Tafsir Zone - Surah 81: at-Takwir (The Wrapping )

Tafsir Zone

Surah at-Takwir 81:8
 

Overview (Verses 8 - 10)

Girls Buried Alive
 

“When the infant girl, buried alive, is asked for what crime she was slain.” (Verses 8-9) The value of human life must have sunk very low in pre-Islamic Arabian society. There existed a convention of burying young girls alive, for fear of shame or poverty. The Qur’an describes this practice in order to portray its horror and denounce it as a practice of ignorance or jahiliyyah. Its condemnation fits in perfectly with the declared aim of Islam, to destroy jahiliyyah and save mankind from sinking to its depths. In Surah 16, The Bee, we read in translation: “When the birth of a girl is announced to one of them, his face grows dark and he is filled with rage and inward gloom.
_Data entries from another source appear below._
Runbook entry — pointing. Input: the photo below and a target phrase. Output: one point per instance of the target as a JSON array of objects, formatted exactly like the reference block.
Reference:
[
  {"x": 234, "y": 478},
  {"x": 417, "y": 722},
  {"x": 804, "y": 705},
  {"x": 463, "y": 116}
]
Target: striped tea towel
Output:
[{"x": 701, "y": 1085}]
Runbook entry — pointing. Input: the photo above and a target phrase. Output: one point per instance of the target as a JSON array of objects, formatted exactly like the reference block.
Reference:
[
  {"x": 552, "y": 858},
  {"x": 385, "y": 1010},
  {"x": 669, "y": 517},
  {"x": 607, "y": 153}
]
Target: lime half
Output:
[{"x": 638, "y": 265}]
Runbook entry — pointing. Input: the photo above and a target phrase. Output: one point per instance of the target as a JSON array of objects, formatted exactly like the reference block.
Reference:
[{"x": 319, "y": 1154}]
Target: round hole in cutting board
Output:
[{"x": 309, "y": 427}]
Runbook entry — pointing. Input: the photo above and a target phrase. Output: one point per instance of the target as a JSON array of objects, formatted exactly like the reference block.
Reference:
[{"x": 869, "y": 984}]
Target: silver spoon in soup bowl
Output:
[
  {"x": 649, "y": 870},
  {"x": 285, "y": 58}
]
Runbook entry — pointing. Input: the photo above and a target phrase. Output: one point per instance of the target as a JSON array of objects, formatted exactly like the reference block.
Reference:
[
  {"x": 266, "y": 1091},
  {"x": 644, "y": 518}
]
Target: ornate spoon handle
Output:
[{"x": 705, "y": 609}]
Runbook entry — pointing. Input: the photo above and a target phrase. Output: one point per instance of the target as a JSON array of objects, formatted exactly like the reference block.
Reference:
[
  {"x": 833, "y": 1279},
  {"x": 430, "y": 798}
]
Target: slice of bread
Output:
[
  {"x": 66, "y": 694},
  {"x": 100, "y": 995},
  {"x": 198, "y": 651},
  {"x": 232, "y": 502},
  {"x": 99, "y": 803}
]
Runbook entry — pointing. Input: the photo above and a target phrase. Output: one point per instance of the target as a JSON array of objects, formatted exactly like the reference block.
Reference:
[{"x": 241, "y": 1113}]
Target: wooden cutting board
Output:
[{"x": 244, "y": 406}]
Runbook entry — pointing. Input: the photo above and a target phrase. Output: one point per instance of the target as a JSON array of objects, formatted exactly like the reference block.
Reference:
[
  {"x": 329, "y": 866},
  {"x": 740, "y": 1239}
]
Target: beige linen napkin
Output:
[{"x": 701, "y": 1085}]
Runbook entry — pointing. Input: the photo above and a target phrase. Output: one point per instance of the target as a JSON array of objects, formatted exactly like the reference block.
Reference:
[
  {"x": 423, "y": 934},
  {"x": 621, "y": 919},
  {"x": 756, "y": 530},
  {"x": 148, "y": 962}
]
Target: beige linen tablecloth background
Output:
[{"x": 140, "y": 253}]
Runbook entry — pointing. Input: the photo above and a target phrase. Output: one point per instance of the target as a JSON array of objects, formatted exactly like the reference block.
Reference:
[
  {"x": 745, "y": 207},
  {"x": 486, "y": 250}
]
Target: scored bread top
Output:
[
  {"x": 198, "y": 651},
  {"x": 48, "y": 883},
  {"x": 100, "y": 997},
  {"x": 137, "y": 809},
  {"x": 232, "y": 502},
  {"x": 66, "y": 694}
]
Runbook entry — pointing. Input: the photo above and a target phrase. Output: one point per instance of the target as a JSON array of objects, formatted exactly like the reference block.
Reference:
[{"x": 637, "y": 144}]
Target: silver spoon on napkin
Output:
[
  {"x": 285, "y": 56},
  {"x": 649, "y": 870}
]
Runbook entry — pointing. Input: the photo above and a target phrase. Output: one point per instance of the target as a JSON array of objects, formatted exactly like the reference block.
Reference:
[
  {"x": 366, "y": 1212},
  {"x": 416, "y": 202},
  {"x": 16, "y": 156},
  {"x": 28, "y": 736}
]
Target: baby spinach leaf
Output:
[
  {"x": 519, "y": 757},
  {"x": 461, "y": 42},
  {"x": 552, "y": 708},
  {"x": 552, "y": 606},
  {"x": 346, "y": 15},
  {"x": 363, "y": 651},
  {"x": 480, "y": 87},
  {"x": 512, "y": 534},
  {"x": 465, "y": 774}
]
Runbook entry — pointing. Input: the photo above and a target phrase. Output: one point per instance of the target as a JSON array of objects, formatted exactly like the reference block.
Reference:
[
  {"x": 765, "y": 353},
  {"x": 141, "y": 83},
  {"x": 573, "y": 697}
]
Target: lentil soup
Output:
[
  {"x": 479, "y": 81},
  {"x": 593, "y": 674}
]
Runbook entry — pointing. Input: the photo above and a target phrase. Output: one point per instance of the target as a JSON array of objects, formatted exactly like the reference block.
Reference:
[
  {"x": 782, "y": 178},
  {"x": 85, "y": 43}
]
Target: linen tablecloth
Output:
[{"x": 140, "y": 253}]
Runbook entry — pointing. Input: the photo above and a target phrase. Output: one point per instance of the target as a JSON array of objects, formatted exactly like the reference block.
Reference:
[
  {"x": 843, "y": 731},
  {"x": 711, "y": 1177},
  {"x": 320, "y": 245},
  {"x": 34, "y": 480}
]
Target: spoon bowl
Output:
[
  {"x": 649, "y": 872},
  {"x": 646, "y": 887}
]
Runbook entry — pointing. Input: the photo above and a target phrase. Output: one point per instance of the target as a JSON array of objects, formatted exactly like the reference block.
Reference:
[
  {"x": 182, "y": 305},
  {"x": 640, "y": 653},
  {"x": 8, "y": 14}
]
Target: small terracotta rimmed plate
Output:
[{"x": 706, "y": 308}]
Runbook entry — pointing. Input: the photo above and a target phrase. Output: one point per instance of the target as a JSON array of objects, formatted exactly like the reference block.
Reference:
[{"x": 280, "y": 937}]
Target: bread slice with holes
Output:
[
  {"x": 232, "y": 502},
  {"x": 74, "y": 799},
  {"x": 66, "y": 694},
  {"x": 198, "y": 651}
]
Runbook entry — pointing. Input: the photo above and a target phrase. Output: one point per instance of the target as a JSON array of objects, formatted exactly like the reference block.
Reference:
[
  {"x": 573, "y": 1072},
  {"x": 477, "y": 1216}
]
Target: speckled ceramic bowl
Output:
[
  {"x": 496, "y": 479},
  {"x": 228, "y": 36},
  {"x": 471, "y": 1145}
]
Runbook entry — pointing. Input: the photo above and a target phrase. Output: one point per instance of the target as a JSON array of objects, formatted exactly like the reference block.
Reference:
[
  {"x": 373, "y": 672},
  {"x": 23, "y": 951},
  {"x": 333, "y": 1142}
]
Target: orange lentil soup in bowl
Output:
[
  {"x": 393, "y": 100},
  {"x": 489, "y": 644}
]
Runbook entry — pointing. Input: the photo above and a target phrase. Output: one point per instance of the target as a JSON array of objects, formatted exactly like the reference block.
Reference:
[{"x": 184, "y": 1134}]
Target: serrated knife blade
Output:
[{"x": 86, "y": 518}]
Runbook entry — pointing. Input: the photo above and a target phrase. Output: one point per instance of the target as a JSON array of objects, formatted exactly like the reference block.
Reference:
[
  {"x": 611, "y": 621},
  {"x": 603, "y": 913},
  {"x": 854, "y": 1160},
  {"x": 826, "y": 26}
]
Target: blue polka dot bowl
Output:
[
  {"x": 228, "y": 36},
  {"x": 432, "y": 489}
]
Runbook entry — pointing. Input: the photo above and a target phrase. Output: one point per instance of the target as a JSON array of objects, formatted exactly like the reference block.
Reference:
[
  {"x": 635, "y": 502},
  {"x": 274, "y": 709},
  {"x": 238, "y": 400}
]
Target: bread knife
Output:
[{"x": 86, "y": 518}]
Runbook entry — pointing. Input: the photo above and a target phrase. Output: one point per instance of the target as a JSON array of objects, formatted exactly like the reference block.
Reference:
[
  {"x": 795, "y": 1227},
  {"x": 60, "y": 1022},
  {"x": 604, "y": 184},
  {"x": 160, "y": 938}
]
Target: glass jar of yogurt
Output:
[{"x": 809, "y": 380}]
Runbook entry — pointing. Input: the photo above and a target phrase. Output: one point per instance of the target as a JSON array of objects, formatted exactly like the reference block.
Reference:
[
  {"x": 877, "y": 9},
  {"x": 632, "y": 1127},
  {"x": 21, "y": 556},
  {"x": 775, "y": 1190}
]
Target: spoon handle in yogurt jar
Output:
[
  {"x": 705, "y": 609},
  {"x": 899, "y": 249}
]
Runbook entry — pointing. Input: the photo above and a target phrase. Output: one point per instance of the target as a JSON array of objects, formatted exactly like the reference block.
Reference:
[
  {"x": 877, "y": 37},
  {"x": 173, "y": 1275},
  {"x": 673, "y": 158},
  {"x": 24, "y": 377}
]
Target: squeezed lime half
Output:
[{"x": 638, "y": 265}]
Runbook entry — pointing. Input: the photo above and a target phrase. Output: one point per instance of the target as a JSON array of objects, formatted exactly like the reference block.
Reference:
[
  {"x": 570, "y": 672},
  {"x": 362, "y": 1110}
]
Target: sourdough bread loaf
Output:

Because of the bad news he hides himself from everybody: should he keep her with disgrace or bury her under the dust? How ill they judge.”(16:58-9) And in Surah 17, The Night Journey: “You shall not kill your children for fear of want. We will provide for them and for you.”(17:31)
 
Girls were killed in an extremely cruel way. They were buried alive! The Arabs used different ways of doing so. Some would leave the girl until she was six years of age. The father would then say to his wife to dress the girl in her best clothes and make her presentable because she would be visiting her prospective in-laws. He would have already dug a hole for her in the desert. When the girl got there, he would tell her that the hole is a well and then tell her to look down it. As she stood at the edge, he would push her into the hole and as she fell, he would throw sand over her and bury her. In certain tribes when a pregnant woman was about to give birth, she would sit over a hole in the ground. When the baby was born she would first establish its sex. If it was a boy, she would take him home, and if it was a girl, she would throw her in the hole and bury her. If a father decided not to bury his daughter alive, he would bring her up in a condition of deprivation until she was old enough to tend sheep or cattle, giving her only an overall made of rough wool to dress and making her do this type of work.
 
Those Arabs who did not kill their young daughters or send them to mind cattle, had different methods of ill-treating women. If a man died, the head of the clan would throw his gown over the widow. This was a gesture of acquisition which meant that the widow could not marry anyone except the owner of the gown. If he was attracted to her, he would marry her, paying absolutely no regard to her feelings. If he did not marry her, he would keep her until she died so as to inherit any money or property she might leave behind.
 
Such was the attitude of jahiliyyah society in Arabia to women. Islam condemns this attitude and spurns all these practices. It forbids the murder of young girls and shows its abhorrent and horrifying nature. It is listed as one of the subjects of reckoning on the Day of Judgement. Here, the surah mentions it as one of the great events which overwhelms the universe in total upheaval. We are told that the murdered girl will be questioned about her murder. The surah leaves us to imagine how the murderer will be brought to account.
 
The jahiliyyah social order of the pre-Islamic period would never have helped women to gain a respectable, dignified position. That had to be decreed by God. The way of life God has chosen for mankind secures a dignified position for both men and women who share the honour of having a measure of the divine spirit breathed into them. Women owe their respectable position to Islam, not to any environmental factor or social set-up.
 
When the new man with heavenly values came into being, women became respected and honoured. The woman’s weakness of being a financial burden to her family was no longer of any consequence in determining her position and the respect she enjoyed. Such considerations have no weight on the scales of heaven. Real weight belongs to the noble human soul when it maintains its relationship with God. In this men and women are equal.
 
When one puts forward arguments in support of the fact that Islam is a divine religion, and that it has been conveyed to us by God’s Messenger who received His revelations, one should state the change made by Islam in the social status of women as being irrefutable. Nothing in the social set-up of Arabia at the time pointed to such elevation for women. No social or economic consideration made it necessary or desirable. It was a deliberate move made by Islam for reasons which are totally different from those of this world and from those of jahiliyyah society in particular.
 
“When the records are laid open.” (Verse 10) This is a reference to the records of people’s deeds. They are laid open in order that they may be known to everybody. This, in itself, is hard to bear. Many a breast has a closely hidden secret, the remembrance of which brings shame and a shudder to its owner. Yet all secrets are made public on that eventful day. This publicity, representative of the great upheaval which envelops the whole universe, is part of the fearful events which fill men’s hearts with horror on the day.